Barclays have release their latest economic forecasts and the standout figures can be found in their slashing of the UK's expected quarterly growth figures.
A recession is defined by two consecutive quarters of negative growth, a criteria that will be met if analysts at the UK bank are correct.
The spark to the decline in economic output is the withholding of investment decisions by businesses who are now faced with many uncertainties following the vote to exit the European Union.
As a result of deferred or cancelled investments Barclays expect the UK economy to contract in H2 and 2017, albeit relatively modestly.
Third quarter growth is forecast at -0.2%, fourth quarter growth at -0.3% and Q1 2017 growth at -0.4%.
Barclays follow a number of other major institutions in forecasting recession.
“The quickest way for non-financial corporations, especially in the
manufacturing industry, to react to heightened uncertainty is cut production and meet demand by destocking until the situation gets clearer,” say Barclays in a note to clients.

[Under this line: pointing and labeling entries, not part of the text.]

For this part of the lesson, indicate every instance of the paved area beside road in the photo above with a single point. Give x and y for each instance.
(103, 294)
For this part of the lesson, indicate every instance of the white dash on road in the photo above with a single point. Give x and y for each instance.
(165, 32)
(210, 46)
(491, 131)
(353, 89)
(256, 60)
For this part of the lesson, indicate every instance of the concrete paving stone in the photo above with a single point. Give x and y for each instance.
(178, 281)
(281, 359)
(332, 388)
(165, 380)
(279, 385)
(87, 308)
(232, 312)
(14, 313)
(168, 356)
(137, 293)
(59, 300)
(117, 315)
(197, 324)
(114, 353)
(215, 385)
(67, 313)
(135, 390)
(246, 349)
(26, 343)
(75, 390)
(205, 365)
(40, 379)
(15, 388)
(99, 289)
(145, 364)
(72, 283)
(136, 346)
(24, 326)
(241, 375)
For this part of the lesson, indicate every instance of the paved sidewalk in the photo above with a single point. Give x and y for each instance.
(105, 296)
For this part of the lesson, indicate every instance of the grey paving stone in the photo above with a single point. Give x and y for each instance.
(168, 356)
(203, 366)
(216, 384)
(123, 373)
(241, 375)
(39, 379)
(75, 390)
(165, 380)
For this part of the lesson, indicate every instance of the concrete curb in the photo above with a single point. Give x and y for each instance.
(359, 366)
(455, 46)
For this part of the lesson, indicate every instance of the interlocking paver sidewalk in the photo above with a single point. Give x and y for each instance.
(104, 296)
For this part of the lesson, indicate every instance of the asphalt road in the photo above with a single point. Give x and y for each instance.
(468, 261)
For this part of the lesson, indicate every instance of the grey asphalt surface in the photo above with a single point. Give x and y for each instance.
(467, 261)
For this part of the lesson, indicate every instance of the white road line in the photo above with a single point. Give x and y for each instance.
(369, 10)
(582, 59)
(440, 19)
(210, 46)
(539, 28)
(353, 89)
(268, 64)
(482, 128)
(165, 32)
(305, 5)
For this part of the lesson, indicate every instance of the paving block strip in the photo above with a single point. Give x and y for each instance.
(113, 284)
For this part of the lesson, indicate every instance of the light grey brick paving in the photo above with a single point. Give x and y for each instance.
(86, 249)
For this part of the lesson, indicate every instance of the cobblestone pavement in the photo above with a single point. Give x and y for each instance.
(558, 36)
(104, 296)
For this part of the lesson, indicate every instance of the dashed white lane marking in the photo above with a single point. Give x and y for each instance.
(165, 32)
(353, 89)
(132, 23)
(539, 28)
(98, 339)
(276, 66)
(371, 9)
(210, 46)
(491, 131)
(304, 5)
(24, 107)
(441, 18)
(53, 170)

Analysts believe consumption - the engine of the UK economy - should soften on the back of declining confidence, which would in turn halt job creation and wealth creation effects.
This will be in part driven by a much weaker currency and concerns about real estate valuations.

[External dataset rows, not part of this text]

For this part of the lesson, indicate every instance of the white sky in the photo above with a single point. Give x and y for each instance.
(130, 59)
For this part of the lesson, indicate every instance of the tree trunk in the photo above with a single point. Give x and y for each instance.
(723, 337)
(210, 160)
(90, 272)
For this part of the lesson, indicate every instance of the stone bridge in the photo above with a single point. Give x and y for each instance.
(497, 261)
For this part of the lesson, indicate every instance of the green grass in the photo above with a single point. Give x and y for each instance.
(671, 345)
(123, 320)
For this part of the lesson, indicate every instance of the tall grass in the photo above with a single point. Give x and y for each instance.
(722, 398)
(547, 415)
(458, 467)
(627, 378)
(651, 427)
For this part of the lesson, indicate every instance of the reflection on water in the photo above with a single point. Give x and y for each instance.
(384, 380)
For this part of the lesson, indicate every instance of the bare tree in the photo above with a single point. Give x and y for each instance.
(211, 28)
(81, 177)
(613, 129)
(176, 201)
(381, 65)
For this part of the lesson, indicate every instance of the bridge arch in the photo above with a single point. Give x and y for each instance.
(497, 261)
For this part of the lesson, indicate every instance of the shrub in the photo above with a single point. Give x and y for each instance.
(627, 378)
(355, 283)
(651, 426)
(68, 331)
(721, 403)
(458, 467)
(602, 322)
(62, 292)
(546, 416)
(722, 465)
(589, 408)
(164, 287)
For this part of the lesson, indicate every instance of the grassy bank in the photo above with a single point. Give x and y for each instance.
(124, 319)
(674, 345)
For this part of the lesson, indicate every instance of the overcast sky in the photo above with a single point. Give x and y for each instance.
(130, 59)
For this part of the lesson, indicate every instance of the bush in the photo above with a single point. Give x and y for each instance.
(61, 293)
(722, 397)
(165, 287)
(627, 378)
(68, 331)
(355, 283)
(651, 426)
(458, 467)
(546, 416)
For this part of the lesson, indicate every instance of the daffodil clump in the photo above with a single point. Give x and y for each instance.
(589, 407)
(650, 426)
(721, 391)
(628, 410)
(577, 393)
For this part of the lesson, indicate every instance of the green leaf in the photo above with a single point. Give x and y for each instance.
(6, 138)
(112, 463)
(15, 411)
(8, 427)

The latest survey data on the construction sector showed a sharper-than-forecast drop in activity, to the extend that the sector is now shrinking, providing the first concrete economic indicator that the economy could be shifting into reverse.
Barclays warn that the improved net exports contribution derived from weaker exchange rates will only partially offset this drag from investment and consumption.
“The risk to the UK outlook may be tilted for a potentially even deeper recession,” say Barclays.
The depth of the recession will depend on the policy response from government and the Bank of England.
We see little concrete moves coming out of the government at this stage owing to the leadership battle in the ruling Conservative party.
However, eyes will turn to the Bank of England’s Monetary Policy Committee on Thursday the 14th.
Markets are ascribing a 75% chance of a 0.25% interest rate cut to be delivered.
Cutting rates will ensure lending gets cheaper and it may push the hand of those company directors who have impending investment decisions to make.
The Bank may also expand its quantitative easing programme in an effort to ‘oil’ the flow of finance through the economy yet further.